The National Commission on Culture (NCC), has launched the ‘Wear Ghana festival for 2021’ to promote National Identity and encourage patronage of local fabrics.
The festival will take place virtually this year due to the Covid-19 pandemic. Some activities that will take place include; virtual online Fashion show, Spoken word show, teaching the appropriate way of wearing men’s cloth, and media interviews with key stakeholders.
BREAKDOWN OF ACTIVITIES
Mrs. Janet Edna Nyame, Executive Director, NCC, launching the festival, said the ‘Wear Ghana’ initiative was part of the Ministry of Tourism, Arts and Culture string of activities to promote Ghana, including ‘See Ghana, Feel Ghana, and Eat Ghana’, instituted four years ago.
Mrs. Nyame intimated that the Commission in collaboration with Ghana Textiles Printing Company Limited (GTP), Ghana Tourism Authority (GTA) and National Theater took the initiative of the ‘Wear Ghana festival’ to organize a fashion show in March every year. She said the fashion show aims at “promoting the country’s local textile fabrics, unearth the talents of the young ones, and also create employment for the youth who were into fashion and dressmaking”.

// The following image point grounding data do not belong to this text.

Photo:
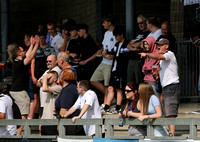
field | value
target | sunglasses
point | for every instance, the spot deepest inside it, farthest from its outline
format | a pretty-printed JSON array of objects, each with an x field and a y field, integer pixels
[
  {"x": 128, "y": 91},
  {"x": 48, "y": 61}
]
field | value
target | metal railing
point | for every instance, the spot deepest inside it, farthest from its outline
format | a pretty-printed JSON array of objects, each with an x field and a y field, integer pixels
[{"x": 109, "y": 123}]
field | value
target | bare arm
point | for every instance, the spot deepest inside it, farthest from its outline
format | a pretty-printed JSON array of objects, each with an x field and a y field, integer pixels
[
  {"x": 69, "y": 112},
  {"x": 33, "y": 71},
  {"x": 30, "y": 56},
  {"x": 152, "y": 55},
  {"x": 45, "y": 86},
  {"x": 134, "y": 46}
]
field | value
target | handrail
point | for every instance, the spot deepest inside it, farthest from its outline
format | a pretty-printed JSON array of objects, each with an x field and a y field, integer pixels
[{"x": 109, "y": 123}]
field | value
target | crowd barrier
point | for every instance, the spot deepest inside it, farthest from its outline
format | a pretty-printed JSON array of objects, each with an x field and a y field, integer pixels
[{"x": 109, "y": 124}]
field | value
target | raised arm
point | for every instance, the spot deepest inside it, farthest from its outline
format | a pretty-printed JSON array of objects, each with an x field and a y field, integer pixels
[
  {"x": 31, "y": 51},
  {"x": 45, "y": 86},
  {"x": 152, "y": 55},
  {"x": 84, "y": 109}
]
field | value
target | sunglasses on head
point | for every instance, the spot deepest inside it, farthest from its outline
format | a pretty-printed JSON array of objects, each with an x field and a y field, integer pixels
[
  {"x": 48, "y": 61},
  {"x": 128, "y": 91},
  {"x": 140, "y": 23}
]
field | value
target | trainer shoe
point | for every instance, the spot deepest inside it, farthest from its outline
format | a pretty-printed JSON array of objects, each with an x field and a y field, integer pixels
[
  {"x": 114, "y": 111},
  {"x": 196, "y": 112}
]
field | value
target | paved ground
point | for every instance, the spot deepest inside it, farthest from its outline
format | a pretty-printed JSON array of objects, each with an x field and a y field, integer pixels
[{"x": 185, "y": 111}]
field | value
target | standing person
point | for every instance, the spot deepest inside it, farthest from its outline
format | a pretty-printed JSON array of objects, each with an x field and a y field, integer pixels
[
  {"x": 166, "y": 33},
  {"x": 135, "y": 63},
  {"x": 6, "y": 111},
  {"x": 131, "y": 110},
  {"x": 88, "y": 53},
  {"x": 88, "y": 103},
  {"x": 150, "y": 107},
  {"x": 51, "y": 27},
  {"x": 52, "y": 66},
  {"x": 20, "y": 77},
  {"x": 150, "y": 47},
  {"x": 118, "y": 70},
  {"x": 66, "y": 100},
  {"x": 102, "y": 73},
  {"x": 53, "y": 90},
  {"x": 38, "y": 68},
  {"x": 169, "y": 79}
]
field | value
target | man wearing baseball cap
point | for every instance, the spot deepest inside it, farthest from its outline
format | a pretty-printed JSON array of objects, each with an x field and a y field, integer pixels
[{"x": 169, "y": 79}]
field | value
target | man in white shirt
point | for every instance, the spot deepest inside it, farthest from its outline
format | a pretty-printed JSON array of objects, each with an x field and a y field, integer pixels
[
  {"x": 153, "y": 26},
  {"x": 169, "y": 79},
  {"x": 51, "y": 27},
  {"x": 102, "y": 73},
  {"x": 89, "y": 105}
]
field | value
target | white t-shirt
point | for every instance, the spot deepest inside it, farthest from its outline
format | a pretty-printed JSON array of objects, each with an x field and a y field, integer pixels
[
  {"x": 50, "y": 102},
  {"x": 156, "y": 34},
  {"x": 53, "y": 42},
  {"x": 6, "y": 107},
  {"x": 108, "y": 44},
  {"x": 43, "y": 94},
  {"x": 169, "y": 70},
  {"x": 91, "y": 99}
]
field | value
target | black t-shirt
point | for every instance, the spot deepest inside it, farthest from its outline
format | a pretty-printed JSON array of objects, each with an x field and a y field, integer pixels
[
  {"x": 67, "y": 98},
  {"x": 75, "y": 46},
  {"x": 40, "y": 60},
  {"x": 140, "y": 37},
  {"x": 20, "y": 76}
]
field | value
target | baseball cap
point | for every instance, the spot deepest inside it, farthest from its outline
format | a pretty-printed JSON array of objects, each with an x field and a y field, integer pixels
[{"x": 163, "y": 41}]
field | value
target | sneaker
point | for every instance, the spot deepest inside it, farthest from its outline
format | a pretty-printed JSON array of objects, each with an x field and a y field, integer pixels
[
  {"x": 196, "y": 112},
  {"x": 114, "y": 111}
]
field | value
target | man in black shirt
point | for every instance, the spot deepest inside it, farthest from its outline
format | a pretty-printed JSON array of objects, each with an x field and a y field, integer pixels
[{"x": 20, "y": 77}]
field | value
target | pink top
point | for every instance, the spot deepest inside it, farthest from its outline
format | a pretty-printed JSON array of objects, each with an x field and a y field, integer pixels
[{"x": 147, "y": 67}]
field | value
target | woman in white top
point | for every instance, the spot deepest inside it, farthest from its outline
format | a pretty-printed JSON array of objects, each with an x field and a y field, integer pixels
[{"x": 150, "y": 108}]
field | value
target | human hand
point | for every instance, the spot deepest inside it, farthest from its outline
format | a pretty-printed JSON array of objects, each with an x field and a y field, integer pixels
[
  {"x": 74, "y": 119},
  {"x": 37, "y": 39},
  {"x": 32, "y": 40},
  {"x": 82, "y": 63},
  {"x": 142, "y": 55},
  {"x": 34, "y": 80},
  {"x": 142, "y": 117}
]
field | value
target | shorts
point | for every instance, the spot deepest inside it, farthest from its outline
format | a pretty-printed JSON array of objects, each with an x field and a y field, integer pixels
[
  {"x": 171, "y": 99},
  {"x": 22, "y": 100},
  {"x": 102, "y": 73}
]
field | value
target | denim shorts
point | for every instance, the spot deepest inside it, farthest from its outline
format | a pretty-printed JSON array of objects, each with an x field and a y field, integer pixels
[
  {"x": 141, "y": 131},
  {"x": 171, "y": 99}
]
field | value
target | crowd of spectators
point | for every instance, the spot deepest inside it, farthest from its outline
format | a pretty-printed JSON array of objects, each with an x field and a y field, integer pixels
[{"x": 50, "y": 77}]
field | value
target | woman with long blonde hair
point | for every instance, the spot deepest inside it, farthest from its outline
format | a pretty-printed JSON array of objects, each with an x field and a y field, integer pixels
[{"x": 150, "y": 107}]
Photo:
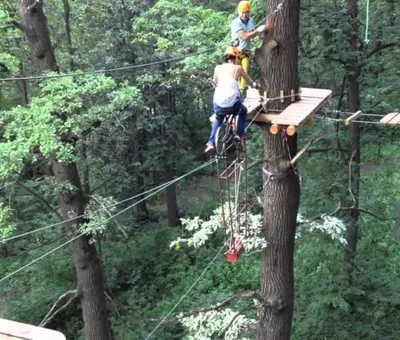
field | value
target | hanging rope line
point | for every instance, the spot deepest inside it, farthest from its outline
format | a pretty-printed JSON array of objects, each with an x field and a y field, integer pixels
[
  {"x": 158, "y": 188},
  {"x": 186, "y": 294},
  {"x": 124, "y": 68},
  {"x": 366, "y": 40},
  {"x": 95, "y": 225}
]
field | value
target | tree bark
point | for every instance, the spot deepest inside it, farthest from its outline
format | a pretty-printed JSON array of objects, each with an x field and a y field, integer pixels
[
  {"x": 172, "y": 205},
  {"x": 278, "y": 65},
  {"x": 84, "y": 254},
  {"x": 34, "y": 24},
  {"x": 353, "y": 69},
  {"x": 72, "y": 202}
]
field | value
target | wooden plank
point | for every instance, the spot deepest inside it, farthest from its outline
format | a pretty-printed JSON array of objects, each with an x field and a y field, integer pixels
[
  {"x": 395, "y": 121},
  {"x": 301, "y": 111},
  {"x": 263, "y": 117},
  {"x": 13, "y": 330},
  {"x": 392, "y": 119}
]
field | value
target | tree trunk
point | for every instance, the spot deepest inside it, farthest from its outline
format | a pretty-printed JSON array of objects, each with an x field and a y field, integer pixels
[
  {"x": 84, "y": 254},
  {"x": 278, "y": 66},
  {"x": 172, "y": 205},
  {"x": 34, "y": 24},
  {"x": 86, "y": 261},
  {"x": 353, "y": 73},
  {"x": 137, "y": 142}
]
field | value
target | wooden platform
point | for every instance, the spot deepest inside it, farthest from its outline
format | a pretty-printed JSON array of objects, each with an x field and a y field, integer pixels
[
  {"x": 392, "y": 119},
  {"x": 296, "y": 114},
  {"x": 11, "y": 330},
  {"x": 311, "y": 100}
]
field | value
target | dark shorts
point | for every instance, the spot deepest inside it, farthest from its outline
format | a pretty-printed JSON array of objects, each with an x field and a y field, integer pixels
[{"x": 237, "y": 108}]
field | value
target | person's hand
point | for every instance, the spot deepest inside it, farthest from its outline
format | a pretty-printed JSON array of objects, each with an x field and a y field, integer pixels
[{"x": 260, "y": 29}]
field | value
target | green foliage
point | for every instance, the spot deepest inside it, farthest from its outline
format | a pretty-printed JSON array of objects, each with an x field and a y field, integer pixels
[{"x": 66, "y": 109}]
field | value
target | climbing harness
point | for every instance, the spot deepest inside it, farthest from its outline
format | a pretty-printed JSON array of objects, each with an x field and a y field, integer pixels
[{"x": 232, "y": 181}]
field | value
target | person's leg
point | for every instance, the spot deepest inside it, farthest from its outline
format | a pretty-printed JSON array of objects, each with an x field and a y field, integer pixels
[
  {"x": 219, "y": 113},
  {"x": 242, "y": 111},
  {"x": 245, "y": 62},
  {"x": 216, "y": 125}
]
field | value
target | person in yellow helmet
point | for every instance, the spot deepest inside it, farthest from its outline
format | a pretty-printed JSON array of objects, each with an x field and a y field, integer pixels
[
  {"x": 226, "y": 98},
  {"x": 242, "y": 30}
]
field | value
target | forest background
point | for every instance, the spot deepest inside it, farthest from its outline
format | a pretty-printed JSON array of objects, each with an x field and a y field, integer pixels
[{"x": 131, "y": 130}]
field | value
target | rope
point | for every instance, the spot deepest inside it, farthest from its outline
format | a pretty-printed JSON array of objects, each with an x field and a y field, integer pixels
[
  {"x": 97, "y": 224},
  {"x": 39, "y": 258},
  {"x": 184, "y": 295},
  {"x": 108, "y": 70},
  {"x": 162, "y": 186},
  {"x": 366, "y": 40}
]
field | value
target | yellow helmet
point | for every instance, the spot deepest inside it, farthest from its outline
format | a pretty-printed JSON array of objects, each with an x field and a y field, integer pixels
[
  {"x": 244, "y": 6},
  {"x": 232, "y": 51}
]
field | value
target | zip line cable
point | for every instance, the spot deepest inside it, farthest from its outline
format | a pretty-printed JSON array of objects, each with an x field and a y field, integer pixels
[
  {"x": 161, "y": 187},
  {"x": 106, "y": 220},
  {"x": 123, "y": 68},
  {"x": 39, "y": 258},
  {"x": 201, "y": 275},
  {"x": 187, "y": 292}
]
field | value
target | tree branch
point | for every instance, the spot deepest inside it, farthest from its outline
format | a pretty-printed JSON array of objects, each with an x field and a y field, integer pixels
[
  {"x": 39, "y": 198},
  {"x": 222, "y": 334},
  {"x": 379, "y": 47},
  {"x": 18, "y": 25},
  {"x": 110, "y": 215},
  {"x": 220, "y": 305}
]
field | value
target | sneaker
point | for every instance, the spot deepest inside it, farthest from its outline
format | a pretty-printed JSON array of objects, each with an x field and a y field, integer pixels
[
  {"x": 210, "y": 147},
  {"x": 238, "y": 139}
]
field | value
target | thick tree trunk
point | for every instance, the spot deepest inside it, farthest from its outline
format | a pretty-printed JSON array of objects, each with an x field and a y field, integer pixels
[
  {"x": 278, "y": 67},
  {"x": 34, "y": 24},
  {"x": 84, "y": 254},
  {"x": 86, "y": 261},
  {"x": 353, "y": 74}
]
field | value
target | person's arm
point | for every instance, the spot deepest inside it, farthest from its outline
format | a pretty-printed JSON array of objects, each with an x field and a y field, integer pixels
[
  {"x": 247, "y": 35},
  {"x": 215, "y": 76},
  {"x": 242, "y": 73}
]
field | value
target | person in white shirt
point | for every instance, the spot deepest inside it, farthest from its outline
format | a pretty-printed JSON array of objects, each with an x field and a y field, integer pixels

Mrs. Nyame further posited that designers for this year’s celebration were to use local fabrics to design various outfits that can be worn both locally and at any international program outside Ghana for the international communities to appreciate what Ghana has. Speaking of the upcoming fashion show, Mrs. Nyame said :
“This year’s fashion show is not going to be a one-day event but a whole month. Various designers would display their designs with their model’s cat walking on the various social media handles of the Commission”.
Mrs. Janet Edna Nyame.
She further urged all Ghanaians to patronize the colorful local fabrics, adding that she would be grateful if a law was passed to ensure that Ghanaian fabrics, such as the smock, kente, GTP, Woodin, the batik tie and dye, were worn at all state and international functions just to promote the Ghanaian culture and identity.
AMBASSADOR ENCOURAGES GHANAIANS TO WEAR MADE IN GHANA CLOTHES
Nonetheless, Prof. Fredrick Owusu Nyarko, Ambassador for Culture, Ghana and beyond, said they would be visiting institutions to take photographs of individuals who were wearing local prints. He said these pictures would be posted on the Commission’s social media handles for people to vote. Those that emerge winners would have media exposure to encourage more people to wear made-in Ghana products. Professor Nyarko also emphasized that they intend to engage the media, especially radio and television stations to propagate the wear Ghana message to enable more Ghanaians to buy more into it.